Per the first revelation above, if 90% of your profits come from 10% of your customers, then adding one more of those highly profitable customers is worth over 80 of the other category of customers – minimal to no or negative profit .

The assumption that all sales are good leads to profitless growth, unhappy team members, overworked managers and poor service to your best and most loyal customers.

Those 80-90% of customers who buy little, demand unfeasibly low prices, and demoralize staff and other customers are treated similarly to those customers that are loyal, long-standing and enthusiastic ones who pay the full price, recommend products to friends, and improve the morale of the company’s best employees.

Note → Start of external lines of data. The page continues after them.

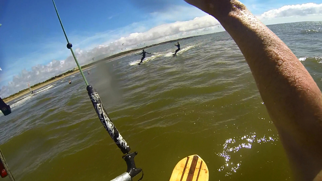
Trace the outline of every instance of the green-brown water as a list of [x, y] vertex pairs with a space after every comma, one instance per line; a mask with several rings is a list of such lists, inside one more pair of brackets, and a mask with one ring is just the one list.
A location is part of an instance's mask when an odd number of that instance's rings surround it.
[[[322, 88], [322, 22], [269, 27]], [[168, 180], [176, 163], [195, 154], [206, 162], [210, 181], [291, 180], [276, 129], [229, 35], [180, 44], [176, 57], [167, 44], [146, 50], [153, 53], [140, 65], [135, 63], [140, 57], [129, 55], [86, 75], [138, 152], [143, 180]], [[79, 74], [35, 92], [0, 116], [0, 148], [17, 180], [109, 181], [125, 172]]]

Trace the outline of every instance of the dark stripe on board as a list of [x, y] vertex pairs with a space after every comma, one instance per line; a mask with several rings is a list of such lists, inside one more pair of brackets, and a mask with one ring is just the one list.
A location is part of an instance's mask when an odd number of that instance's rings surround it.
[[197, 162], [198, 162], [199, 159], [199, 157], [197, 155], [194, 156], [194, 159], [193, 159], [192, 162], [191, 162], [191, 166], [190, 167], [189, 174], [188, 175], [188, 177], [187, 177], [186, 181], [192, 181], [192, 179], [194, 178], [194, 170], [196, 169]]
[[201, 163], [200, 164], [200, 167], [199, 167], [199, 171], [198, 171], [198, 175], [197, 176], [197, 178], [196, 181], [198, 181], [198, 179], [199, 178], [199, 174], [200, 173], [200, 170], [201, 170], [201, 166], [202, 166], [202, 160], [201, 160]]
[[188, 162], [189, 161], [189, 157], [187, 157], [187, 161], [185, 162], [185, 168], [183, 169], [183, 172], [182, 172], [182, 175], [181, 176], [181, 179], [180, 179], [180, 181], [182, 181], [183, 179], [183, 176], [185, 175], [185, 169], [187, 168], [187, 166], [188, 165]]

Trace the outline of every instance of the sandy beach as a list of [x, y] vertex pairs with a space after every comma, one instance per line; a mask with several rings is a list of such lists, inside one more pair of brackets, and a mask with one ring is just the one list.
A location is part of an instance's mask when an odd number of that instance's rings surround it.
[[[83, 69], [82, 69], [82, 70], [83, 71], [85, 71], [87, 69], [91, 68], [94, 66], [95, 66], [95, 65], [93, 65], [91, 66], [90, 66], [90, 67], [86, 67], [85, 68]], [[64, 79], [67, 77], [70, 76], [76, 73], [79, 73], [79, 72], [80, 71], [78, 70], [77, 71], [75, 71], [74, 72], [71, 73], [69, 73], [68, 74], [66, 74], [66, 75], [64, 75], [64, 76], [62, 76], [60, 77], [59, 77], [59, 78], [55, 79], [54, 80], [49, 81], [43, 84], [39, 85], [35, 87], [33, 87], [32, 88], [32, 89], [33, 90], [38, 90], [38, 89], [41, 89], [42, 88], [43, 88], [44, 87], [47, 86], [48, 85], [50, 84], [51, 83], [59, 81], [59, 80], [61, 80], [62, 79]], [[19, 99], [19, 98], [23, 96], [26, 95], [26, 94], [30, 93], [30, 92], [29, 92], [29, 90], [27, 90], [19, 94], [16, 95], [14, 96], [10, 97], [10, 98], [8, 98], [6, 99], [4, 99], [3, 100], [3, 101], [5, 102], [6, 103], [7, 103], [9, 102], [10, 102], [11, 101], [14, 100], [15, 99]]]

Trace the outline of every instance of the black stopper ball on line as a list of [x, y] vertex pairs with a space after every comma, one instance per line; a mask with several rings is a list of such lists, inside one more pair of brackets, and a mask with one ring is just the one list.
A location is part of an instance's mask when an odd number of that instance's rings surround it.
[[67, 44], [67, 48], [68, 49], [70, 49], [72, 47], [73, 47], [73, 45], [71, 44], [71, 43], [68, 43]]
[[90, 85], [89, 85], [87, 86], [87, 87], [86, 88], [86, 89], [87, 90], [87, 91], [89, 91], [90, 90], [93, 89], [93, 87], [92, 87], [92, 86]]

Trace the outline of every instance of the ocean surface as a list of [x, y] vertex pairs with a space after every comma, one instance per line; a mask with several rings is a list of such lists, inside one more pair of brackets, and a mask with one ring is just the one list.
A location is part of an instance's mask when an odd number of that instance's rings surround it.
[[[322, 22], [269, 27], [322, 88]], [[194, 154], [206, 162], [210, 181], [292, 180], [276, 129], [229, 35], [180, 43], [176, 56], [169, 43], [146, 50], [152, 54], [140, 65], [141, 57], [132, 54], [85, 71], [138, 152], [143, 180], [168, 180], [177, 163]], [[17, 180], [109, 181], [126, 171], [80, 74], [9, 104], [12, 113], [0, 115], [0, 148]]]

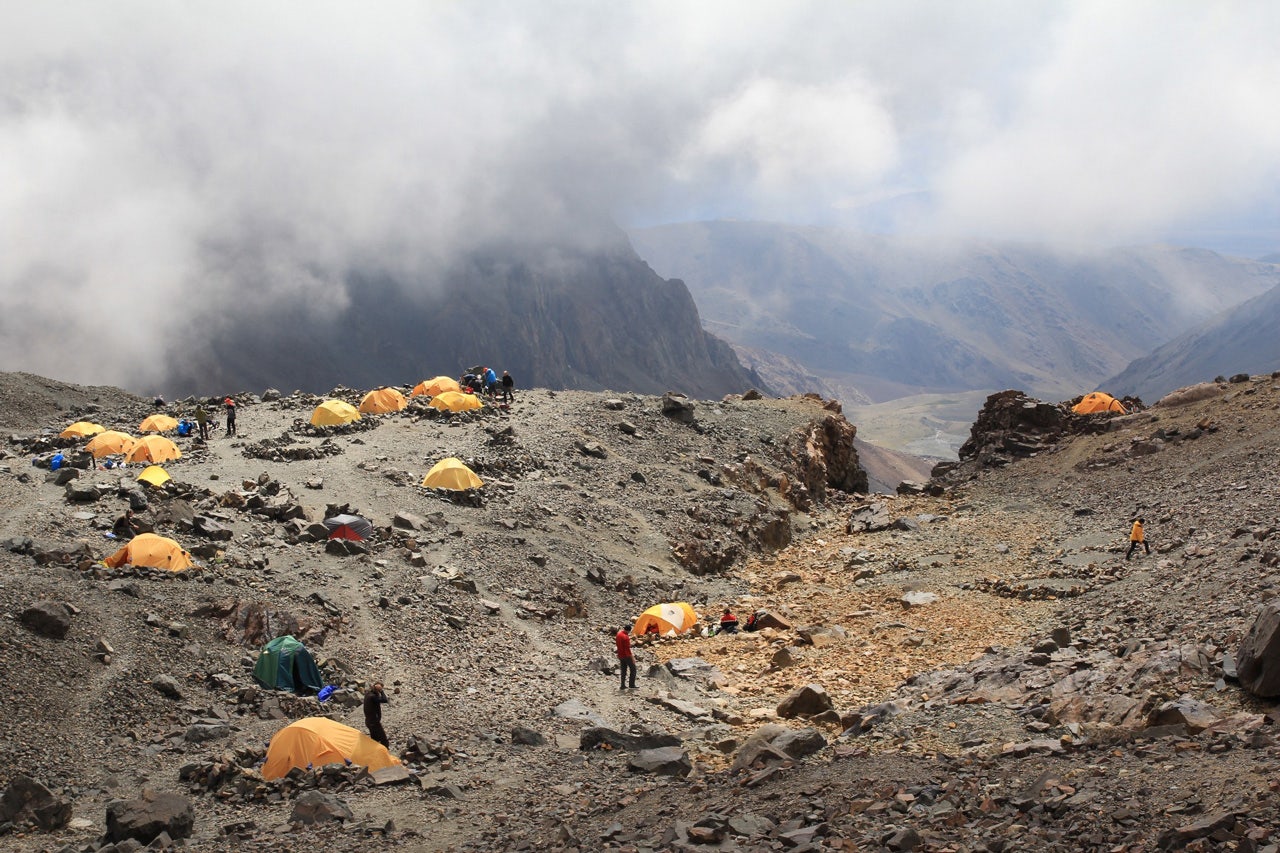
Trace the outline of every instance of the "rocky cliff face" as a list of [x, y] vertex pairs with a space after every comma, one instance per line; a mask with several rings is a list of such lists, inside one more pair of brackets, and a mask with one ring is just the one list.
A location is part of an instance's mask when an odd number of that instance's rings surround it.
[[703, 330], [685, 284], [659, 278], [625, 243], [476, 255], [430, 288], [357, 277], [347, 296], [328, 314], [306, 306], [236, 318], [207, 356], [174, 366], [169, 386], [319, 392], [476, 364], [509, 370], [517, 389], [718, 397], [762, 386]]

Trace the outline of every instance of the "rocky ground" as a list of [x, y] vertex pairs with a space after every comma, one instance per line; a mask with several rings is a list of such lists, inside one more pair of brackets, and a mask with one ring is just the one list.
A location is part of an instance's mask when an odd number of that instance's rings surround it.
[[[530, 391], [319, 433], [319, 398], [239, 400], [142, 493], [32, 462], [148, 401], [3, 377], [0, 816], [31, 777], [56, 826], [17, 812], [8, 848], [97, 849], [146, 793], [193, 849], [1276, 849], [1274, 710], [1231, 678], [1280, 573], [1272, 377], [1087, 429], [1001, 398], [972, 461], [872, 497], [814, 398]], [[443, 456], [479, 501], [417, 487]], [[97, 562], [131, 501], [200, 569]], [[337, 508], [375, 539], [311, 540]], [[620, 692], [609, 629], [669, 599], [774, 621], [645, 644]], [[280, 633], [335, 699], [253, 684]], [[407, 779], [260, 779], [289, 720], [362, 727], [374, 679]]]

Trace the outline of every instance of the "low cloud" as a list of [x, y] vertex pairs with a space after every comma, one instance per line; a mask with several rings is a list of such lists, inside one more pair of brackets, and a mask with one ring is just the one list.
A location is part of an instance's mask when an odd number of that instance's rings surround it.
[[[1274, 199], [1267, 3], [27, 4], [0, 359], [146, 389], [221, 324], [736, 216], [1158, 240]], [[1249, 223], [1244, 223], [1248, 227]]]

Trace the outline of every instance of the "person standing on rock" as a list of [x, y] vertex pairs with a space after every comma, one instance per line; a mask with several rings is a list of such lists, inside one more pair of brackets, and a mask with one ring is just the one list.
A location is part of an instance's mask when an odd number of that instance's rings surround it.
[[[631, 653], [631, 629], [623, 625], [618, 629], [618, 633], [613, 638], [613, 644], [618, 649], [618, 665], [622, 671], [622, 684], [618, 686], [620, 690], [626, 690], [636, 686], [636, 658]], [[627, 683], [627, 672], [631, 674], [631, 681]]]
[[1134, 548], [1142, 546], [1151, 553], [1151, 546], [1147, 544], [1147, 534], [1142, 529], [1143, 520], [1139, 517], [1133, 523], [1133, 528], [1129, 530], [1129, 551], [1125, 552], [1124, 558], [1128, 560], [1133, 556]]
[[365, 690], [365, 727], [369, 729], [370, 738], [390, 749], [392, 744], [387, 739], [387, 730], [383, 729], [384, 704], [387, 704], [387, 693], [383, 690], [383, 683], [378, 681]]

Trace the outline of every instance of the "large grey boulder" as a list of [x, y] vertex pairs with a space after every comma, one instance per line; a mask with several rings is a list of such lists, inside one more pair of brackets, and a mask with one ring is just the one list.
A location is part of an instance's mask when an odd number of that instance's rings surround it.
[[186, 797], [143, 790], [137, 799], [115, 799], [106, 804], [106, 841], [132, 838], [150, 844], [161, 833], [172, 839], [187, 838], [196, 826], [196, 812]]
[[52, 601], [42, 601], [22, 611], [18, 617], [23, 628], [45, 637], [61, 639], [72, 628], [72, 615], [67, 607]]
[[330, 821], [349, 821], [355, 815], [347, 808], [347, 803], [333, 794], [319, 790], [303, 792], [293, 800], [293, 812], [289, 815], [291, 824], [328, 824]]
[[659, 776], [687, 776], [694, 765], [689, 760], [689, 753], [680, 747], [658, 747], [657, 749], [641, 749], [631, 756], [627, 767]]
[[823, 711], [836, 707], [831, 701], [831, 694], [820, 684], [805, 684], [797, 686], [778, 703], [778, 716], [783, 720], [790, 717], [812, 717]]
[[0, 795], [0, 824], [35, 824], [51, 833], [72, 818], [70, 800], [55, 795], [29, 776], [14, 776]]
[[1280, 605], [1275, 601], [1262, 611], [1235, 653], [1240, 685], [1263, 699], [1280, 697]]

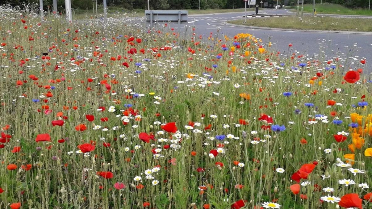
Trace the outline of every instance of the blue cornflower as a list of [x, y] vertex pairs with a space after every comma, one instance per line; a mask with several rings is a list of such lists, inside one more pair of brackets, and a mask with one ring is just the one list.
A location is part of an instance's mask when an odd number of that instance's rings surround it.
[[358, 103], [358, 106], [362, 107], [365, 106], [368, 106], [368, 103], [366, 102], [359, 102]]
[[295, 114], [300, 114], [302, 112], [302, 111], [299, 109], [296, 109], [294, 112], [295, 113]]
[[285, 130], [285, 126], [284, 125], [280, 126], [279, 125], [273, 125], [271, 126], [271, 130], [274, 131], [280, 132]]
[[305, 106], [310, 107], [314, 107], [314, 104], [312, 103], [305, 103]]
[[124, 107], [126, 107], [127, 108], [129, 108], [129, 107], [132, 107], [133, 106], [133, 105], [132, 104], [124, 104]]
[[291, 96], [291, 95], [292, 95], [292, 92], [284, 92], [284, 93], [283, 93], [283, 95], [284, 95], [284, 96], [286, 96], [286, 97], [289, 97], [289, 96]]
[[216, 139], [218, 140], [223, 140], [225, 139], [226, 136], [225, 135], [218, 135], [216, 136]]
[[358, 123], [352, 123], [348, 125], [349, 125], [349, 127], [351, 127], [353, 128], [357, 128], [359, 126], [359, 125]]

According to Richard Koch (and me), this happens mainly because most leaders believe the world is 50/50. They think that results flow from causes in a linear and roughly equal way. They confuse revenue with profits. They think in averages.

They don’t understand that one customer, one product, one product feature, or one business segment is not as good as another. This leads to dwindling margins and cash ironically leading to the acquisition of more profitless customers thus compounding the problem.

It is time to flip the script!

Doing a profit analysis of your existing customer base can yield outsized results. I share one way to do this in this post from a few years ago.

If you or someone you know is overwhelmed by the sheer volume of work or feels controlled by outside forces that are preventing success, please reach out to me (contact info below).

Be Exceptional!

Bill – Certified Growth Coach, Foundations in NeuroLeadership certified, PI Certified Partner, 100COACHES member coach

(bill@catalystgrowthadvisors.comwww.catalystgrowthadvisors.com) For MA companies ONLY, as an approved Training and Development provider, Catalyst Growth Advisors can offer up to 50% off program fees. Click here to see if you qualify.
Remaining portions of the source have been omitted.